Recuerdos inventados
Me rodean paredes que parecen estar barnizadas en nieve recién caída. En el centro de esa sala de forma rectangular en la que apenas había una ventana, una mujer de avanzada edad me observaba y analizaba todos los movimientos que realizaba, como si así pudiese sacar en claro una imagen de mi personalidad o mi tipo de conducta. Con una voz dulce me invitó a sentarme en un pequeño cojín de terciopelo rojo que hacía un contraste impresionante con el blanco pulcro de todo aquello que me rodeaba, y que se veía intensificado por la luz del sol que se colaba por la única ventana que allí se podía percibir. El silencio nos acompañó durante un largo periodo de tiempo. Cuando por fin pareció encontrar las palabras que se habían perdido en los laberintos de su garganta, me hizo una única pregunta:
- ¿Recuerdas algo de tu infancia, Lucas?
No sé exactamente que respuesta pretendía recibir de un adolescente como yo era en aquel entonces, de quince años, así que le articulé la respuesta que yo creí conveniente.
- Sí, doctora Ramírez.
- ¿Puedes contarme alguno de esos recuerdos que afirmas tener? – interpeló.
Rebusqué los mejores momentos de mi infancia y elaboré un esquema mental para contarlos todos sin saltarme los detalles más importantes.
- Recuerdo la sensación de libertad cuando andaba por la orilla del río que había cerca de casa. El viento siempre corría entre la arboleda y en verano era el sitio más refrescante del pueblo. Mi perro se revolcaba en el agua clara que bajaba directamente del monte, que aparentemente siempre permanecía nevado, o al menos así lo recuerdo. También recuerdo las noches en vela en el altillo de casa de mis abuelos leyendo esos libros que me tenían terminantemente prohibido leer porque podían causarme pesadillas. Uno de los libros era de Edgar Allan Poe. El primer relato que leí de ese hombre tan macabro fue el corazón delator. Lejos de causarme pesadillas se me antojó gracioso como la locura es capaz de jugar con la mente humana. Otro recuerdo que he escarbado en mi mente durante el silencio es la muerte de mi hermana, con apenas la edad de un año, por una neumonía un invierno que la nevada impedía incluso encender la chimenea. Mi familia estaba muy alicaída, incluso el perro perdió su vitalidad habitual. Mi hermana ya tenía un resfriado, pero ningún miembro de aquella numerosa familia imaginó que esas fuesen a ser las consecuencias. Otra memoria, esta ya más alegre, fue cuando perdí mi primer diente. Se quedó incrustado en una manzana, merendando con mi amigo Óscar. El ratoncito Pérez, en el cual yo creía de pequeño, se confundió con los colores de los billetes y por error dejó cincuenta euros detrás de la puerta, que era dónde yo colocaba los dientes, pues me infundía temor y cierta repugnancia saber que había un roedor cerca de mi cabeza. ¿Puedo parar ya, doctora Ramírez?
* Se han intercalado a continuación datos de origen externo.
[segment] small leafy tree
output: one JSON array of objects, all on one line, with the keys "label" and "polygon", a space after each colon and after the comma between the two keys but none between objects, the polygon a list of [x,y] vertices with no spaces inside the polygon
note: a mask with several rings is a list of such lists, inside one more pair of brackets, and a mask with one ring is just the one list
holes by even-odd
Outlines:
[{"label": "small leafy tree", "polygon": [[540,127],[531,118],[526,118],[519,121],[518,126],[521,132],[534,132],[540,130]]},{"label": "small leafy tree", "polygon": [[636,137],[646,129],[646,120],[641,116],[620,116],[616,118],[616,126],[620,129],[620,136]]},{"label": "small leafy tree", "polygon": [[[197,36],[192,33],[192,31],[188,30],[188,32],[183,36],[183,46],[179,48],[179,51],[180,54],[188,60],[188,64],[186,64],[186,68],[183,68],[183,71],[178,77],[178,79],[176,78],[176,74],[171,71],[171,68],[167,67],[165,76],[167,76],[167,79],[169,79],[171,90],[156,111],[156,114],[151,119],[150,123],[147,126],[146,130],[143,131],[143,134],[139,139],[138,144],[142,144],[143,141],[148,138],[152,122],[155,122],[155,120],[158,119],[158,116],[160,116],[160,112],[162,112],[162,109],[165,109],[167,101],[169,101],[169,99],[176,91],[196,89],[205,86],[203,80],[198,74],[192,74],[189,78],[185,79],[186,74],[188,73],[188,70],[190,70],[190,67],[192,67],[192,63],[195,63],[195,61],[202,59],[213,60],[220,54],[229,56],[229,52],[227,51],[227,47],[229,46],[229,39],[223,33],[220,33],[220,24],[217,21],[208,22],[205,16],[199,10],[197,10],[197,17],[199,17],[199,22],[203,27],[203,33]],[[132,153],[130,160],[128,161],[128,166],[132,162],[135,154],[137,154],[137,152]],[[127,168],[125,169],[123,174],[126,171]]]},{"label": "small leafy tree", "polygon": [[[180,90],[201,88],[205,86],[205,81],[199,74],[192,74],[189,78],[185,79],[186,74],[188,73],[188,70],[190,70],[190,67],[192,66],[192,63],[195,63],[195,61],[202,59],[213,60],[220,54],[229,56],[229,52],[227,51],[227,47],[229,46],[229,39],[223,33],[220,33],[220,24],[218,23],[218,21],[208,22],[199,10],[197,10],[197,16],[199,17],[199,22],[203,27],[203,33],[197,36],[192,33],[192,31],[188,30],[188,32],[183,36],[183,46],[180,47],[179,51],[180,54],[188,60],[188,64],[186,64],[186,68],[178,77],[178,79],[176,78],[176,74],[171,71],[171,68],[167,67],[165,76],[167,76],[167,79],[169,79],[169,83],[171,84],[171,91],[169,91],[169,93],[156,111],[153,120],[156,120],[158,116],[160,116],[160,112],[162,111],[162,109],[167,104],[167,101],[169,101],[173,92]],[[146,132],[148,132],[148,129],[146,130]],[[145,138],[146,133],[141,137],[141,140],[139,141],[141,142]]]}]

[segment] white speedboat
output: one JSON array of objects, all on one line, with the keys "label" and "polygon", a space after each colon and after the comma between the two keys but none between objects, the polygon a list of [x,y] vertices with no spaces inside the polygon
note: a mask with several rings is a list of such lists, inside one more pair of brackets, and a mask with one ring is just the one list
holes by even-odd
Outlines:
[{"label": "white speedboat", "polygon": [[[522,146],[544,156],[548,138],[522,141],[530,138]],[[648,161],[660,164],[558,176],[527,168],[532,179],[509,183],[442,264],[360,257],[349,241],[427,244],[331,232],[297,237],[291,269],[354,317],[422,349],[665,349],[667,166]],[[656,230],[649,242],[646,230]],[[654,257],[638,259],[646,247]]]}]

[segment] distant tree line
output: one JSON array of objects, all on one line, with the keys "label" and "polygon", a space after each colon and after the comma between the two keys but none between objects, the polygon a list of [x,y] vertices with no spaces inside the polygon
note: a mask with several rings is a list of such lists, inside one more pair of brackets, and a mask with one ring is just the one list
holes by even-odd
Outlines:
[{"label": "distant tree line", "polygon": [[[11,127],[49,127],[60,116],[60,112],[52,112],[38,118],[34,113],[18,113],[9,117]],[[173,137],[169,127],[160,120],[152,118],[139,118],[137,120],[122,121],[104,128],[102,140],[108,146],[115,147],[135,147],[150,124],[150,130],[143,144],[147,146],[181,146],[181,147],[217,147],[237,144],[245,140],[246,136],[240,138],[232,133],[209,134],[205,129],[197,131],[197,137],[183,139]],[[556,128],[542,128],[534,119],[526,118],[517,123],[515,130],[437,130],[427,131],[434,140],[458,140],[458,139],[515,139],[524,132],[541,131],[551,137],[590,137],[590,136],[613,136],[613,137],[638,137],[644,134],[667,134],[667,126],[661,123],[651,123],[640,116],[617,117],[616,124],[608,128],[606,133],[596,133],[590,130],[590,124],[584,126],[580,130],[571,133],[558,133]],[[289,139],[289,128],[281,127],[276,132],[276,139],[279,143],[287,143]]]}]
Su respuesta fue afirmativa. Antes de poder salir por la puerta me informó de que mi estancia allí se prolongaría. Ante mi cara atónita se dignó a responder:
- Continúas teniendo trastornos en los recuerdos. Nada de lo que has dicho es verdad. ¿Sabes a qué se debe tu estancia en este centro psiquiátrico? – Negué con la cabeza. – Mataste a tu familia con tan sólo siete años, y sigues creyendo que tuviste una infancia normal.